Although in Houser the Eleventh Circuit did not expressly adopt the holding of Wachter, the crux of the case below was worthless services, and the Eleventh Circuit did not renounce the prosecution’s use of this theory in fashioning a criminal health-care-fraud prosecution. The prosecution charged Houser with submitting claims for services “that were worthless in that they were not provided or rendered, were deficient, inadequate, substandard, and . . . failed to meet professionally recognized standards of health care.” The district court convicted Houser based in part on this theory, and the Eleventh Circuit affirmed Houser’s conviction.

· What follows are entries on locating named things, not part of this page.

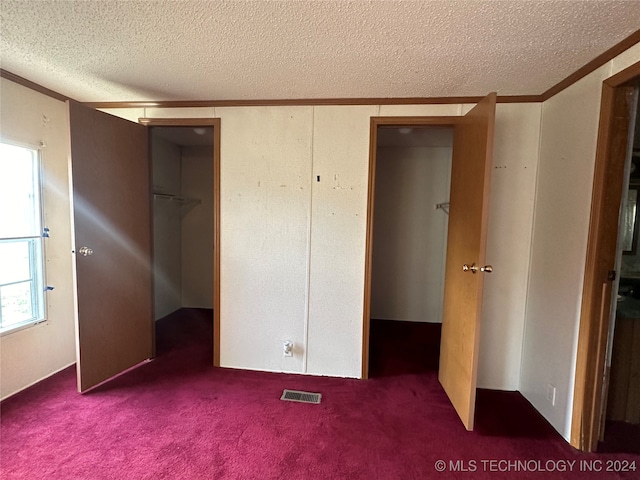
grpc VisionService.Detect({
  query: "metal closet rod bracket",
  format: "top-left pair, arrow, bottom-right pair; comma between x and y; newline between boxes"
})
436,202 -> 449,215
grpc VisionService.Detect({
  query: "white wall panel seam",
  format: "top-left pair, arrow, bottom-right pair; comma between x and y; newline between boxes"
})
302,106 -> 316,374
518,102 -> 544,392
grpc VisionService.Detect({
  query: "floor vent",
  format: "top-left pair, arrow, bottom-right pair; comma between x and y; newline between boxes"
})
280,390 -> 322,403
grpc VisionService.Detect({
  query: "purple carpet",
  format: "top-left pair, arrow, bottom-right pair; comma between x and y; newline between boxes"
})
0,310 -> 640,480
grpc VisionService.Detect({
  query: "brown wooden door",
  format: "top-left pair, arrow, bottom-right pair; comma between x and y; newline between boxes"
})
69,102 -> 153,392
438,93 -> 496,430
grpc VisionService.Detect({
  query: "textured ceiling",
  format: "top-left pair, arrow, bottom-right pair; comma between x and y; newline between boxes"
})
0,0 -> 640,102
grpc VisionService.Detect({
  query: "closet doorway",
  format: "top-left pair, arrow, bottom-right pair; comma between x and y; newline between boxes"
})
140,119 -> 220,366
369,125 -> 453,377
362,92 -> 497,430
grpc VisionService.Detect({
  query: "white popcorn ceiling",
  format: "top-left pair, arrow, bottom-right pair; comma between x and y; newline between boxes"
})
0,0 -> 640,102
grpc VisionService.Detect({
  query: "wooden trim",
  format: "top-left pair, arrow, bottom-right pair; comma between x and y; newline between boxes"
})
570,72 -> 635,451
0,68 -> 73,102
84,95 -> 542,109
213,118 -> 222,367
138,118 -> 221,367
604,61 -> 640,87
361,116 -> 462,379
138,118 -> 220,125
362,117 -> 378,380
541,30 -> 640,102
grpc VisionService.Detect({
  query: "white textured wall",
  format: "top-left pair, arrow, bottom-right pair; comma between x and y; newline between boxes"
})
0,79 -> 75,398
182,146 -> 213,308
520,45 -> 640,440
371,147 -> 451,323
478,103 -> 541,390
304,106 -> 378,377
151,134 -> 182,320
97,99 -> 540,390
216,107 -> 312,372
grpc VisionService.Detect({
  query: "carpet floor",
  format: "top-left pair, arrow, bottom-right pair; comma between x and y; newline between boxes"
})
0,310 -> 640,480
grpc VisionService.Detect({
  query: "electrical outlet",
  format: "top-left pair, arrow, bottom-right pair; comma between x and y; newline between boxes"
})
547,383 -> 556,407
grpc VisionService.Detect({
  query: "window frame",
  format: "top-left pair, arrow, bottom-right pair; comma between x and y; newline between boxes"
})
0,136 -> 48,337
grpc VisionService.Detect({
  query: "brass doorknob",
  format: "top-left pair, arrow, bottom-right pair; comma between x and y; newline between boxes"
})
462,263 -> 493,273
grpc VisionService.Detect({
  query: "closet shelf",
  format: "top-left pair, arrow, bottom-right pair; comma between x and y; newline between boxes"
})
153,193 -> 202,216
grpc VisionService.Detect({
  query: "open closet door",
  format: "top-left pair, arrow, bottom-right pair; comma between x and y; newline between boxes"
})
438,93 -> 496,430
68,102 -> 154,392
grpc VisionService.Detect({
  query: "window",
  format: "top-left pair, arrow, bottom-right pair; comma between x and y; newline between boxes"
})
0,143 -> 44,333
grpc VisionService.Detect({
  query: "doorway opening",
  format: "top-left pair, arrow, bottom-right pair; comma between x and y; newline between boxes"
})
571,62 -> 640,452
369,125 -> 453,377
140,119 -> 220,366
149,127 -> 213,354
598,88 -> 640,453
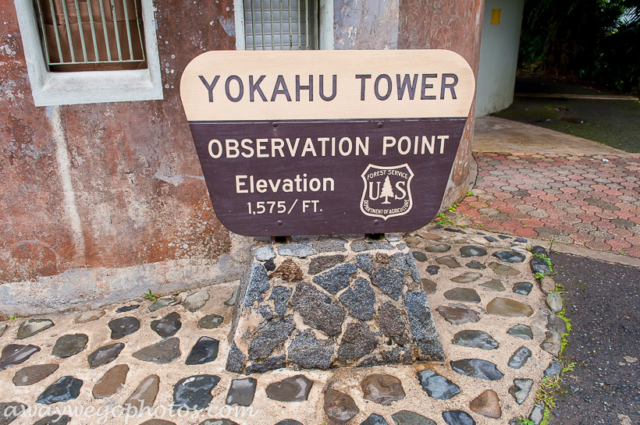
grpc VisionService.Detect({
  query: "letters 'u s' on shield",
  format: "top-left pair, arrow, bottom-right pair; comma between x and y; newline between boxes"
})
180,50 -> 475,236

Moreover, the Eleventh Circuit affirmed Houser’s conviction based on the failure to perform services that were never separately billed. Nursing facilities are paid on a per diem basis for each Medicare patient, regardless of what particular service is provided on that day. Although Houser failed to provide required services, he did not certify and apparently was not required to certify that any particular service was provided on the day for which the claim for per diem reimbursement was submitted. Nevertheless, the Eleventh Circuit affirmed the conviction based on Houser’s failure to provide necessary services. (The court also noted that, on his Medicare enrollment form, Houser certified that he would comply with the Medicare rules and regulations, and those Medicare rules and regulations specify the services that must be offered by nursing homes. However, the court did not rely on Houser’s express certification when it analyzed whether Houser’s failure to provide required services was sufficient to sustain the conviction.)
The Impact of Houser
The Houser opinion does not expressly address the extent to which criminal liability can be premised on an implied false certification. However, Houser appears to have opened the door for prosecutions based on this theory by holding that a defendant who fails to provide required services can be convicted for submitting invoices for payment even if the defendant never billed for those specific services.
More generally, Houser suggests that future cases will test the extent to which theories of liability that have been accepted in civil FCA cases, such as the worthless-services theory and the implied-certification theory, may also form the basis of criminal prosecutions. Future prosecutions are likely to require the resolution of those issues that the Houser court declined to expressly address.
Keywords: criminal litigation, health-care fraud, False Claims Act, worthless services, implied false certification
Jerry Friedberg is a partner and Amanda Touchton is of counsel with Isaacs, Friedberg & Labaton LLP. (The authors wish to thank Craig Harbaugh for his contribution to this article.)